What Algorithms Teach Us About Us
Algorithms have begun to know us better than our best friends, partners, better than our mother, and better than ourselves. They can predict our personality, feelings, political opinion, sexual preferences, whether we use drugs, or whether our parents separated (or will separate?). Unlike human experts and geniuses, we can open up and look inside the "brains" of artificial intelligence and see what they do, when they do, what they do. We learn amazing things about human nature, about the most private core of ourselves, and about large-scale social processes. This talk explores some of the things that algorithms have taught us about ourselves over the past few years.
Computational Social Science: Big Data, AI & Computer Simulations
Digital technology has not only revolutionized society but also the way we can understand it. An increasing share of human interaction leaves behind a massive digital footprint. Studying it allows us to gain unprecedented insights into what society is and how it works, including its intricate social networks that had long been obscure. Artificial intelligence allows us to detect hidden patterns through analytical tools such as machine learning and natural language processing. In addition, computer simulations allow us to explore and explain hypothetical situations that may not even exist in reality, but that we would like to exist: a better world. Traditionally, if a social study could explain about 10-20% of the variance in a phenomenon, it was published in the most prestigious journals, and policies were implemented that implemented these findings. Many of them failed. Over the past few years, we have begun to predict human and social behavior with 80-90% accuracy. Social studies is becoming a science. What are the consequences?
Social Computing: How to Conceptualize Society as a Gigantic Information Processing system?

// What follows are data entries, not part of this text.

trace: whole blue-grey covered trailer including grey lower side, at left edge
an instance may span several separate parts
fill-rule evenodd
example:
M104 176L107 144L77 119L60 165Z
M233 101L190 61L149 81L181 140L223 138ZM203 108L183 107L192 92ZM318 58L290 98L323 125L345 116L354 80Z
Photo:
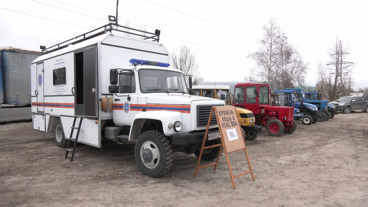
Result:
M0 122L31 119L31 62L41 52L0 47Z

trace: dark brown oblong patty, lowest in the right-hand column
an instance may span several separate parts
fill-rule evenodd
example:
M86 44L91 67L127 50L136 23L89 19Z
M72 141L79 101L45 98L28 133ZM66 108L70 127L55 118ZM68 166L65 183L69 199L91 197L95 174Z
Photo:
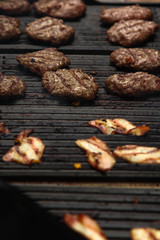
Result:
M160 78L147 72L114 74L106 79L105 84L110 92L122 97L160 92Z

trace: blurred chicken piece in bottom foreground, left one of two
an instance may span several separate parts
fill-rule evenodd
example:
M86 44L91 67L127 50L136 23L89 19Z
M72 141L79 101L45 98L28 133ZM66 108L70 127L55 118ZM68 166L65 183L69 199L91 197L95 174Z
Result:
M95 220L85 214L65 214L64 222L74 231L90 240L107 240L103 230Z

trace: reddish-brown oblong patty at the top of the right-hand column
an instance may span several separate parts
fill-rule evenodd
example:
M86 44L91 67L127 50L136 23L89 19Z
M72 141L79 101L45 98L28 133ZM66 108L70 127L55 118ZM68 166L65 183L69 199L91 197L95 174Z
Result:
M104 9L101 13L101 20L104 23L112 24L121 20L131 19L152 19L152 11L147 7L141 7L138 4L119 8Z

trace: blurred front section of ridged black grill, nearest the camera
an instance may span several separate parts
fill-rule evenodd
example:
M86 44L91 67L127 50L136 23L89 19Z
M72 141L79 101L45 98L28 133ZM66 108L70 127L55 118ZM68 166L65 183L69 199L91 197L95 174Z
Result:
M159 229L160 191L104 186L15 184L22 192L62 220L65 213L85 213L94 218L108 239L130 239L135 227Z

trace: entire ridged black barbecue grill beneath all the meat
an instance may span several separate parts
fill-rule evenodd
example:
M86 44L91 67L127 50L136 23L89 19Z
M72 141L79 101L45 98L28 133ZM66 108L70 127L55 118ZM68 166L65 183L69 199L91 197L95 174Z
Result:
M50 96L43 89L41 78L17 63L18 54L50 47L49 44L29 40L24 33L25 25L35 19L34 10L27 16L18 17L23 31L20 38L8 44L0 44L0 72L20 76L27 85L24 98L1 101L0 121L6 123L11 133L0 135L0 159L24 129L33 128L33 136L41 138L46 145L41 164L23 166L1 160L0 178L14 183L23 193L59 217L69 211L87 213L99 221L109 239L129 239L131 227L159 228L159 190L110 189L92 186L91 183L159 182L160 165L138 166L117 159L114 168L102 174L88 165L84 152L76 146L75 141L95 135L105 141L111 150L126 144L159 148L160 95L127 100L107 92L105 79L114 73L125 73L128 70L117 69L109 62L110 53L119 46L107 40L108 27L100 22L102 6L104 4L88 1L87 12L82 18L65 21L75 28L75 38L70 44L58 48L70 58L70 68L82 68L95 77L99 93L93 102L81 103L76 107L70 101ZM115 7L115 4L107 7ZM159 5L149 7L154 13L153 20L160 25ZM159 50L160 32L148 39L142 47ZM160 77L158 72L155 74ZM90 120L117 117L136 125L147 124L151 130L143 137L106 136L88 125ZM81 163L82 168L75 169L74 163ZM73 181L77 182L76 186L64 184ZM60 186L56 182L61 182ZM84 182L88 182L89 186L80 184Z

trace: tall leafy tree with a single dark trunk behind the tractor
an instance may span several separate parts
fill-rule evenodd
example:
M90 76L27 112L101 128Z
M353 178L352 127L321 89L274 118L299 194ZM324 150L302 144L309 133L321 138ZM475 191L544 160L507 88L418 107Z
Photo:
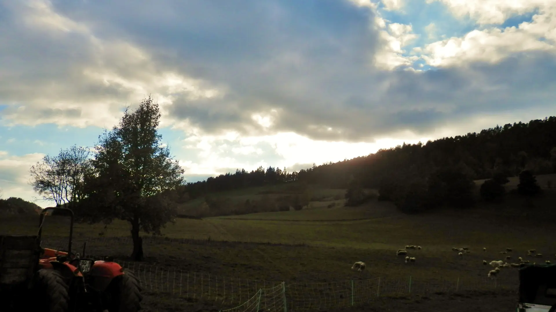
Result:
M161 229L174 222L177 190L185 184L184 170L161 144L160 117L158 104L149 96L135 111L127 107L120 123L99 135L80 211L90 223L129 222L131 256L137 261L143 259L140 230L161 235Z

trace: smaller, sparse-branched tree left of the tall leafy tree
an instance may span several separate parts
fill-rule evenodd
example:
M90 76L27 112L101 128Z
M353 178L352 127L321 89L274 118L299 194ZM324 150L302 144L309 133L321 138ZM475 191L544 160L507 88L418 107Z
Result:
M75 204L82 197L83 179L91 169L89 156L88 149L77 145L60 150L54 157L46 155L29 169L29 184L43 200Z

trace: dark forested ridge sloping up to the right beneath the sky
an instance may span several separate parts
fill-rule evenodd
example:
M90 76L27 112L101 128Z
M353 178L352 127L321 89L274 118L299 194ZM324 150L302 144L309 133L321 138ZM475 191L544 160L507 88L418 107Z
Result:
M337 163L313 165L299 172L269 167L236 170L203 182L187 183L191 198L245 187L302 182L329 188L347 188L355 180L365 188L380 188L408 176L428 177L439 168L456 168L471 179L489 179L495 173L515 177L528 169L534 174L556 168L556 117L484 129L419 144L403 144Z

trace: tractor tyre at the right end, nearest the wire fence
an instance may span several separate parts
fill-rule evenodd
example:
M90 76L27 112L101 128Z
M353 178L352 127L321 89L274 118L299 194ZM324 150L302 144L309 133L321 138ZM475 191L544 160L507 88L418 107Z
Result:
M124 270L123 275L116 276L106 289L110 297L108 311L137 312L141 310L141 286L130 270Z

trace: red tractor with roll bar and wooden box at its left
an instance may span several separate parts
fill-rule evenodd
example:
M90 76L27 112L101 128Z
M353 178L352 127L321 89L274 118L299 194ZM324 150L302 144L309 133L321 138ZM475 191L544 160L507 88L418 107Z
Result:
M71 217L67 250L41 248L42 225L48 210ZM43 312L137 312L141 309L141 288L135 275L113 262L110 256L102 261L86 258L86 244L82 255L72 253L72 236L73 212L58 207L42 210L36 236L0 236L0 297L12 299L4 301L0 310L26 307Z

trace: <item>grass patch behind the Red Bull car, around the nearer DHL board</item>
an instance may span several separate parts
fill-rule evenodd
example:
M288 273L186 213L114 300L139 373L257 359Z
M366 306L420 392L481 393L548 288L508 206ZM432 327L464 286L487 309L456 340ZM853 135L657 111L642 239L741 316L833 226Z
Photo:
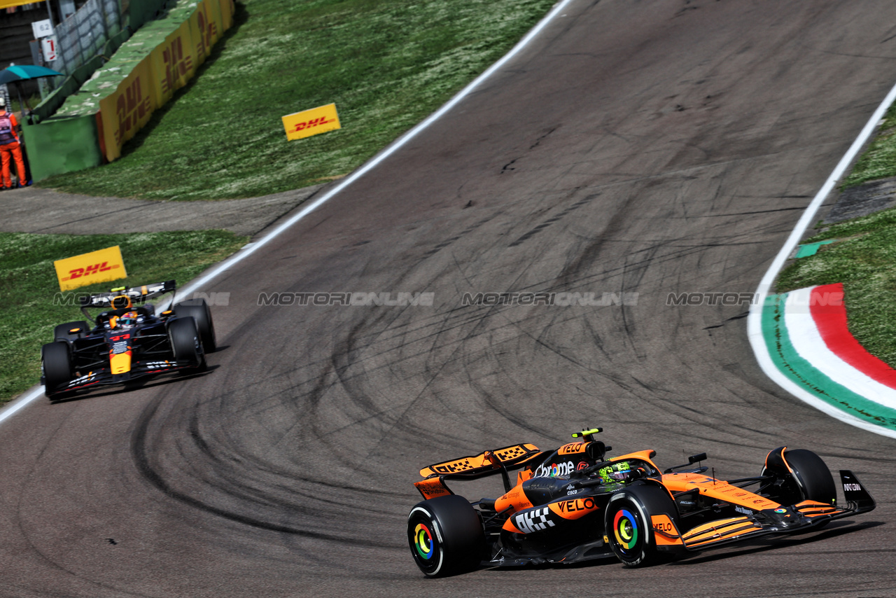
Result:
M84 319L79 308L54 301L59 289L54 261L103 247L121 247L128 277L85 286L75 291L79 293L171 279L185 284L247 240L226 230L128 235L0 233L0 403L38 384L40 346L53 340L53 327Z

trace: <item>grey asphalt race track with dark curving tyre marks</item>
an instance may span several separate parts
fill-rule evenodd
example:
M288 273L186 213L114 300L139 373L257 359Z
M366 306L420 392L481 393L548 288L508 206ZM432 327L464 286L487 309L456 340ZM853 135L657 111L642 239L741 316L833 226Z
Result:
M40 400L0 426L0 595L896 595L892 439L764 377L747 306L668 305L753 292L893 82L892 2L574 1L203 289L230 293L207 375ZM362 291L433 304L259 305ZM462 305L478 292L632 305ZM809 448L878 507L656 568L419 574L420 467L591 426L660 466L705 451L721 478Z

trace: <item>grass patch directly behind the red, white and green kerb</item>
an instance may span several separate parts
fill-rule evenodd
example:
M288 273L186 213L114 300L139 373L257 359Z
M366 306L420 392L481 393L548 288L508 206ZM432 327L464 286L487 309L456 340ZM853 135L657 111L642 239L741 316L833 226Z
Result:
M780 274L778 292L842 282L849 331L896 367L896 209L834 224L803 242L829 238L838 240Z

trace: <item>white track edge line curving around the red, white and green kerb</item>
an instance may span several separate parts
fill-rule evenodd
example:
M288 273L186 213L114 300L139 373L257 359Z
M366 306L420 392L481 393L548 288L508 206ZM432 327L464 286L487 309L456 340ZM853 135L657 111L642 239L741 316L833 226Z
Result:
M852 163L852 160L855 160L858 152L861 151L871 134L874 133L874 129L883 118L887 109L890 108L893 100L896 100L896 84L894 84L890 92L887 93L880 106L874 110L874 114L868 119L866 126L858 134L856 140L849 146L849 150L843 154L840 162L838 162L837 166L831 172L831 176L828 177L822 188L819 189L818 193L814 196L812 202L806 207L806 212L803 212L803 216L797 221L797 226L790 232L790 236L784 243L784 247L781 247L778 255L772 260L768 271L762 276L762 281L756 289L754 301L750 306L750 315L747 316L746 320L746 334L750 341L750 346L753 348L754 356L759 362L759 367L762 368L765 375L770 377L775 384L788 391L788 393L793 394L797 399L804 403L808 403L815 409L827 413L844 423L856 426L857 428L866 429L875 434L896 438L896 431L869 424L848 413L841 412L839 409L831 407L828 403L824 403L816 398L813 394L806 391L806 389L798 386L788 377L784 376L771 360L769 349L765 344L765 337L762 335L762 308L765 306L765 299L769 295L772 283L775 282L781 268L784 267L784 263L787 262L788 257L793 252L794 248L797 247L800 239L803 238L803 234L806 232L806 229L809 228L809 224L814 221L815 214L822 207L827 196L831 193L831 189L837 184L837 181L840 180L840 177L843 176L846 169L849 168L849 164Z

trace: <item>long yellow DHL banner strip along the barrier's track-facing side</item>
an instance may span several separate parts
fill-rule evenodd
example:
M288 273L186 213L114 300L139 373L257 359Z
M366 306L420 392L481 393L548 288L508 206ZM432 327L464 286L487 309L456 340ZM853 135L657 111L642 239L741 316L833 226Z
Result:
M194 12L154 48L115 92L99 101L99 146L117 160L122 145L196 74L223 32L233 24L233 0L201 0Z

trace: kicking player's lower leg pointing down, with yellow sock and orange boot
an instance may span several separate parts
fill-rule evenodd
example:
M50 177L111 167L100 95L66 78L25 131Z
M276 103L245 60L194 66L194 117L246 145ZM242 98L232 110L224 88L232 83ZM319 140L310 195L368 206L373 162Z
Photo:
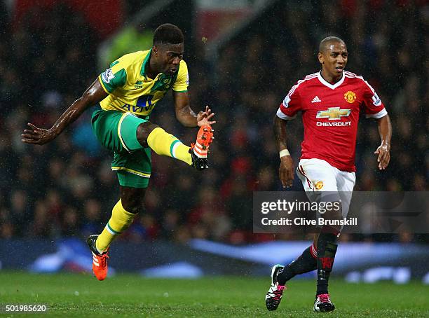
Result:
M90 235L88 246L93 254L93 272L98 280L107 277L109 246L114 239L127 230L143 207L146 188L120 186L121 199L111 212L111 218L100 235Z

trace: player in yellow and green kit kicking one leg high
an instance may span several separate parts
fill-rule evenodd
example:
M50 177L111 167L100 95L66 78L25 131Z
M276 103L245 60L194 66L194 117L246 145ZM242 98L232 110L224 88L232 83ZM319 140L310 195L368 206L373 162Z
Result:
M114 151L111 169L118 174L121 193L102 233L88 237L93 272L99 280L107 276L109 245L130 226L142 207L151 176L151 149L197 170L207 168L214 113L206 106L196 114L189 106L189 76L183 51L182 31L175 25L159 26L150 50L130 53L111 63L50 129L29 123L29 129L22 133L22 141L27 144L46 144L88 107L99 104L92 117L93 131L103 146ZM177 120L186 127L200 127L191 147L149 121L156 103L170 89Z

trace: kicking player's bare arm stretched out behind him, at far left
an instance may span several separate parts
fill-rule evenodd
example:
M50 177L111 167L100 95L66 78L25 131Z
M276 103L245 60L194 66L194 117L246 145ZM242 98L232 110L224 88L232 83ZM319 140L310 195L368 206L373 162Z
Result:
M36 127L32 123L28 123L30 129L24 130L21 134L22 142L26 144L39 144L43 145L55 139L61 132L71 123L74 122L81 113L88 109L88 107L97 104L107 97L107 92L104 91L100 81L96 79L94 83L83 93L82 97L74 101L69 108L62 113L60 118L55 124L46 130Z

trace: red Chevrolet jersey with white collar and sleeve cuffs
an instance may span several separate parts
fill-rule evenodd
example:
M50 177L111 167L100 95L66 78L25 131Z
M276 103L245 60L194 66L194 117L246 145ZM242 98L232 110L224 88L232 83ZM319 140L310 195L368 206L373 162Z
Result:
M290 120L302 111L301 159L318 158L339 170L354 172L361 109L367 118L387 115L374 88L362 76L343 71L343 78L330 84L318 72L292 87L280 104L277 116Z

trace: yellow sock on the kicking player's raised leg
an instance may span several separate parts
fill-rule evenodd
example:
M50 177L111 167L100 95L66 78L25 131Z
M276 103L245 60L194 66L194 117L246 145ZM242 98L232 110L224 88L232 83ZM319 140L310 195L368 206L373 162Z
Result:
M182 142L172 134L165 132L161 127L156 127L152 130L147 137L147 144L158 155L168 155L168 157L176 158L188 165L192 165L189 147L182 144Z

Human beings compute information, biologically and artificially, and so do societies. The growing fusion of social and digital networks, of analog and digital footprints, of biological and artificial intelligence, shows us how many tasks that were once in the intangible domain of implicit human behavior are easily encoded by explicit algorithms. If social entities process information, and if an amazing part of it can be absorbed by digital technology, then the fundamental theories behind those technologies could also help us understand how society communicates and computates information. I use basic concepts from information theory and theoretical computer science and apply them to different aspects of social behavior. We can measure the amount of information that is communicated from humans to algorithms and vice versa. Moreover, this perspective illustrates that society has always calculated, even long before the digital age. Laws, routines, cultural habits, prejudices, and psychological biases can be conceptualized as algorithms and information channels. This perspective makes it easier to understand how we can research, guide, and shape the often intimidating and overwhelming developments of the digital revolution.